I finished my own vocational training six months ago, and looking back, I feel that as well as gaining sustainable habits and skills, I learned which habits not to foster and which paths not to tred. So here are my tentative tips for ongoing professional development after vocational training:
1 – Become a member of an invisible college
The first invisible college was the precursor of The Royal Society of London is considered the first ever invisible college. Such colleges consist of informal groups of doctors, scientists, or academics who exchange information among themselves, and whose members acknowledge each other and accept new members based on their level of intervention and contribution within the group. A practical example of an invisible college is an email listserver joining colleagues of your specialty in your region, country, or even continent. I have learned much more from reading messages and articles posted on primary care listservers than from attending Pharma-sponsored conferences and continuous medical education (CME) activities. If you want to know lots about invisible colleges I recommend the book “The New Invisible College.”
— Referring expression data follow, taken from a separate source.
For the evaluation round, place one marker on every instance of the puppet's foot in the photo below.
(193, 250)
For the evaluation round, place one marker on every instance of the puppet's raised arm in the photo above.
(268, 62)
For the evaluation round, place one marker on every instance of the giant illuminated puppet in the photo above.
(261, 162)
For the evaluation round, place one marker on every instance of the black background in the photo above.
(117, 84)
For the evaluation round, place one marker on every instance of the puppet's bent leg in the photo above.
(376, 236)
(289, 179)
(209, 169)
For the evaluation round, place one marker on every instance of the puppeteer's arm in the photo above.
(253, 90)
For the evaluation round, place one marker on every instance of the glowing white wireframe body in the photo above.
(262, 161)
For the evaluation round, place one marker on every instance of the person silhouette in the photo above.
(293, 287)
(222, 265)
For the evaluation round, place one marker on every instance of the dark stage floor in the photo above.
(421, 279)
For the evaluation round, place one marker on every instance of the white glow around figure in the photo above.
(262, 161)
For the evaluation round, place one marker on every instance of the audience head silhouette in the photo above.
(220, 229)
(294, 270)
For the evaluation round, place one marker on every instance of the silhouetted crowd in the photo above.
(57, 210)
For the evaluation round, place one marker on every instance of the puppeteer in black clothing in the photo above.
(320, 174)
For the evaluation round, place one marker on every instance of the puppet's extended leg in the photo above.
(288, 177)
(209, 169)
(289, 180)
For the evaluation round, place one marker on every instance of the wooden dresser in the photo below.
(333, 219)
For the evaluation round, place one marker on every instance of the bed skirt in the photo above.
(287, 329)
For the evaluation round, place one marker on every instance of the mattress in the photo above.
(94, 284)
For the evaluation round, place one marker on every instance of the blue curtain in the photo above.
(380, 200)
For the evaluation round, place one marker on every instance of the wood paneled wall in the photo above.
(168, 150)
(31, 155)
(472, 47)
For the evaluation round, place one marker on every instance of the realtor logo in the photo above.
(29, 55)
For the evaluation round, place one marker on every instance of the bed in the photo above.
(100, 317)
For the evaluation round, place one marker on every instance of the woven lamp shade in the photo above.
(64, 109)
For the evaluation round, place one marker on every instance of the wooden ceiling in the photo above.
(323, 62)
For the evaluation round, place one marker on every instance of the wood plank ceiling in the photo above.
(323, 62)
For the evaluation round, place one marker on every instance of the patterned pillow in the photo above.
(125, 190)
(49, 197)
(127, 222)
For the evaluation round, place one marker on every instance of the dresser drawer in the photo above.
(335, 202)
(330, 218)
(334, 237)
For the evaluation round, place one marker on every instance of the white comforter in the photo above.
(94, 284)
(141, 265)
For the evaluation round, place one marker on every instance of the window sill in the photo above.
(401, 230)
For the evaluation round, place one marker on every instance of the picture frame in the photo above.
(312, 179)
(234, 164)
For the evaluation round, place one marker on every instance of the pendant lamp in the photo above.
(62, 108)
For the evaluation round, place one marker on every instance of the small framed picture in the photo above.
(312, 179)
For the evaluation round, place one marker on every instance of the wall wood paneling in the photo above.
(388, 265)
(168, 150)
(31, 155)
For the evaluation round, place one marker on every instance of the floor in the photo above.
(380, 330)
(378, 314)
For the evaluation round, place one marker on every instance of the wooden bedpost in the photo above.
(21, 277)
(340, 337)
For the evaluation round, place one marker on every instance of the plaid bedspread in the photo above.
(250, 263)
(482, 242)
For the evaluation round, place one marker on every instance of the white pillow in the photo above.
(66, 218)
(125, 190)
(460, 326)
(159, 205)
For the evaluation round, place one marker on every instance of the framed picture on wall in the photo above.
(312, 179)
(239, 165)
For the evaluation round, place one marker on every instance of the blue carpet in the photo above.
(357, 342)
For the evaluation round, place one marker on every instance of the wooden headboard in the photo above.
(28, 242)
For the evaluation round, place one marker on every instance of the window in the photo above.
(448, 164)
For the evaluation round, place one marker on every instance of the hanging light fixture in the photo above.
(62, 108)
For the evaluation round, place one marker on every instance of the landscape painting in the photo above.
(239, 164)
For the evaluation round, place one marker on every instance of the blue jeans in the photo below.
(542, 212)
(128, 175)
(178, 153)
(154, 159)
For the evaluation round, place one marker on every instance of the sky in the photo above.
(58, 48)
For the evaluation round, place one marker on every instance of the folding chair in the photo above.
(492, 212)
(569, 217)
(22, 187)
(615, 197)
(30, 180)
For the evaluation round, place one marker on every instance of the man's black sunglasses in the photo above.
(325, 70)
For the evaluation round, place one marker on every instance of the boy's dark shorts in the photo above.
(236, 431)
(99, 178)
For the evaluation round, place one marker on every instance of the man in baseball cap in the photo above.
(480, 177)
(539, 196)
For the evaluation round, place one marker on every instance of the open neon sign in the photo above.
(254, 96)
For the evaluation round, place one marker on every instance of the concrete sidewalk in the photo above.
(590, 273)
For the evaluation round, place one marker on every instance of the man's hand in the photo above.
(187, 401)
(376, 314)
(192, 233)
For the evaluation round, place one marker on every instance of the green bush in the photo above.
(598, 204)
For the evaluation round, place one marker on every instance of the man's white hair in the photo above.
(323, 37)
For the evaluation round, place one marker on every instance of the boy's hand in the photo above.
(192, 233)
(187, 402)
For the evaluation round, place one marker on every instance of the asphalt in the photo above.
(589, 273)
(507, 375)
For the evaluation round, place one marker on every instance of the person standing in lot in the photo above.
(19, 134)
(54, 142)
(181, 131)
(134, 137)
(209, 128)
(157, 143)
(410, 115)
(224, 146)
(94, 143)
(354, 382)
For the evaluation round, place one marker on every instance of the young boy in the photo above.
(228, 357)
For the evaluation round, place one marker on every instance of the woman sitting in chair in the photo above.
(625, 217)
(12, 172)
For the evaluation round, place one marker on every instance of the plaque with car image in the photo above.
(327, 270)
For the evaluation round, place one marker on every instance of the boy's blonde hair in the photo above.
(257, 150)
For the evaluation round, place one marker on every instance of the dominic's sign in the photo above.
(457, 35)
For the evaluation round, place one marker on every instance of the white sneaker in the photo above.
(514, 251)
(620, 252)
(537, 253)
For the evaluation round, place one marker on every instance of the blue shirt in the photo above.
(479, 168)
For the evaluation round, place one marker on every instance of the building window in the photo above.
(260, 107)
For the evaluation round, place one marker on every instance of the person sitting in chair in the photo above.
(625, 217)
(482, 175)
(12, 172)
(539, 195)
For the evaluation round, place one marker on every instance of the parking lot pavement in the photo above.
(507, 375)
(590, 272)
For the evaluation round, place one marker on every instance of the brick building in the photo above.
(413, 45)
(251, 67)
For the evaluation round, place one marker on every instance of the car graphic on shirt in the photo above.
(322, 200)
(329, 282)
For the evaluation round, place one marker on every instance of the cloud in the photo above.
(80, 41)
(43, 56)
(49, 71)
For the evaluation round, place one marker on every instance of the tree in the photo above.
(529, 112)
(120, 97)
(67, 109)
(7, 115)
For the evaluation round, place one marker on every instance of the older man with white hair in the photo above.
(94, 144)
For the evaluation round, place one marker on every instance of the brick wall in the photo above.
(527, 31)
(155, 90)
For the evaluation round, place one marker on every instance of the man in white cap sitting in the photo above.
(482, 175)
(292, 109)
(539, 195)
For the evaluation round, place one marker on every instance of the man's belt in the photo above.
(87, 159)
2 – Read independent drug bulletins
I stopped seeing drug representatives a few months after beginning my vocational training program when I realised that I could spend my time more wisely by looking at independent publications about drugs and liaising with organisations that stand up against misleading health information, like Healthy Skepticism. Many drug representatives provide highly biased promotional information to doctors rather than relatively unbiased scientific information. There are lots of independent publications about drugs pretty much all around the world like Prescrire, but they’re surprisingly little known and overlooked.
3 – Nourish your networks
It is likely that during vocational training you had the chance to attend many national and international conferences, meet colleagues, and make new friends. It is during vocational training that solid professional contacts are made, but these contacts need to be maintained afterwards. After all, you will still continue to need reference letters, partners for international collaborative research projects, co-authors for academic papers, or simply to exchange professional remarks and information.
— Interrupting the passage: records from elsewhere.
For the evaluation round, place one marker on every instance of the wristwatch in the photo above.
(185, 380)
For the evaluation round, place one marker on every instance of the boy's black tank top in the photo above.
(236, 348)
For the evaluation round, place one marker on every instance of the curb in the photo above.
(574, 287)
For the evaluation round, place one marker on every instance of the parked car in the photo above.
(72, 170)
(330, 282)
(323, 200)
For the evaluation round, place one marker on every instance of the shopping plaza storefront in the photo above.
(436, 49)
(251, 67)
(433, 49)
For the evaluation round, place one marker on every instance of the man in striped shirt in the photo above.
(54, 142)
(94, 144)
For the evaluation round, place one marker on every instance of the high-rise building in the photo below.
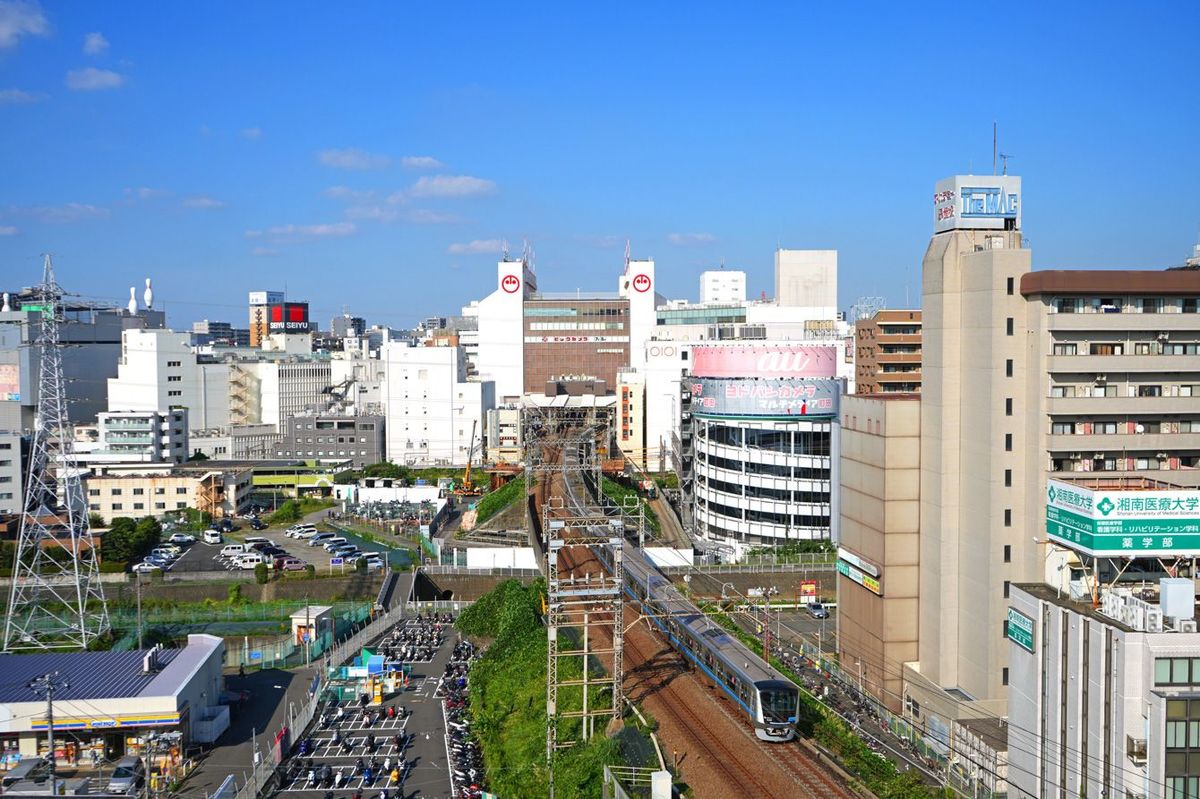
(879, 550)
(887, 353)
(723, 287)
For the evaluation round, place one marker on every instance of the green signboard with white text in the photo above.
(1020, 629)
(1123, 523)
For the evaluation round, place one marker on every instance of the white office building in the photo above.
(431, 408)
(723, 287)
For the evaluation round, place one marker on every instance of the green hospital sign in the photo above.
(1115, 523)
(1020, 629)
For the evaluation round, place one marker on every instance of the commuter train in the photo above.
(761, 694)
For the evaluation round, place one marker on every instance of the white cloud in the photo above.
(351, 194)
(420, 162)
(691, 239)
(451, 186)
(425, 216)
(297, 232)
(21, 18)
(18, 97)
(145, 192)
(95, 44)
(203, 200)
(353, 158)
(65, 212)
(477, 247)
(93, 79)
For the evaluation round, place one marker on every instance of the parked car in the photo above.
(232, 551)
(250, 560)
(127, 776)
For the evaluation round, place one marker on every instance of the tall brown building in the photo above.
(887, 353)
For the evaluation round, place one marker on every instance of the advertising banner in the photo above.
(1115, 523)
(765, 361)
(768, 398)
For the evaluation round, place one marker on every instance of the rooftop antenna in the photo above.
(994, 146)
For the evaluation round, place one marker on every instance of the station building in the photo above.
(765, 432)
(111, 702)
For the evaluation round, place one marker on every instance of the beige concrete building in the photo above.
(879, 552)
(631, 416)
(141, 490)
(1027, 376)
(887, 353)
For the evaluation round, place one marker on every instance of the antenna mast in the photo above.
(57, 600)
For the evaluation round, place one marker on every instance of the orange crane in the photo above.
(467, 488)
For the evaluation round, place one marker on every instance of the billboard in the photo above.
(288, 317)
(977, 203)
(265, 298)
(766, 361)
(763, 397)
(1123, 523)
4 – Be an eternal apprentice
One leading senior Brazilian GP I know told me he tries to organise an informal one week educational visit once a year to a renowned colleague in some part of the world in order to learn about different ways of organising healthcare and practising clinical medicine. The knowledge, skills, and contacts acquired in this way are priceless. Moreover, it is also a great way to travel and get to see new parts of the world.
5 – Go back to school
If you haven’t had time so far, and you’re keen to continue studying after vocational training, it might be worth pursuing a Diploma, Masters, or PhD program, depending on your own level of funding, time, and ambition. An academic degree will make you stand out when applying for jobs and may provide a breath of fresh air and make you feel intellectually refreshed, as it is so easy for clinicians to stop feeling that clinical medicine remains intellectually fulfilling and challenging.
6 – Be sceptical, curious, restless, and persistent
At the end of the day, the most important thing is to maintain a permanent attitude of scepticism, curiosity, and restlessness towards what we think and do in our daily work. Otherwise, it is difficult to continuously improve our clinical practice as we will be repeating the same mistakes over and over again. During a day at the health centre, I usually write down on a piece of paper doubts, clinical queries, or review topics that come up during the consultation, and subsequently I try to do some targetted reading about these topics. Of course, persistence is also important, because as someone told me once, in the long term, persistence is a more important attribute than intelligence.
Tiago Villanueva is a GP based in Portugal and a former BMJ Clegg Scholar and editor, studentBMJ. He is a member of Healthy Skepticism.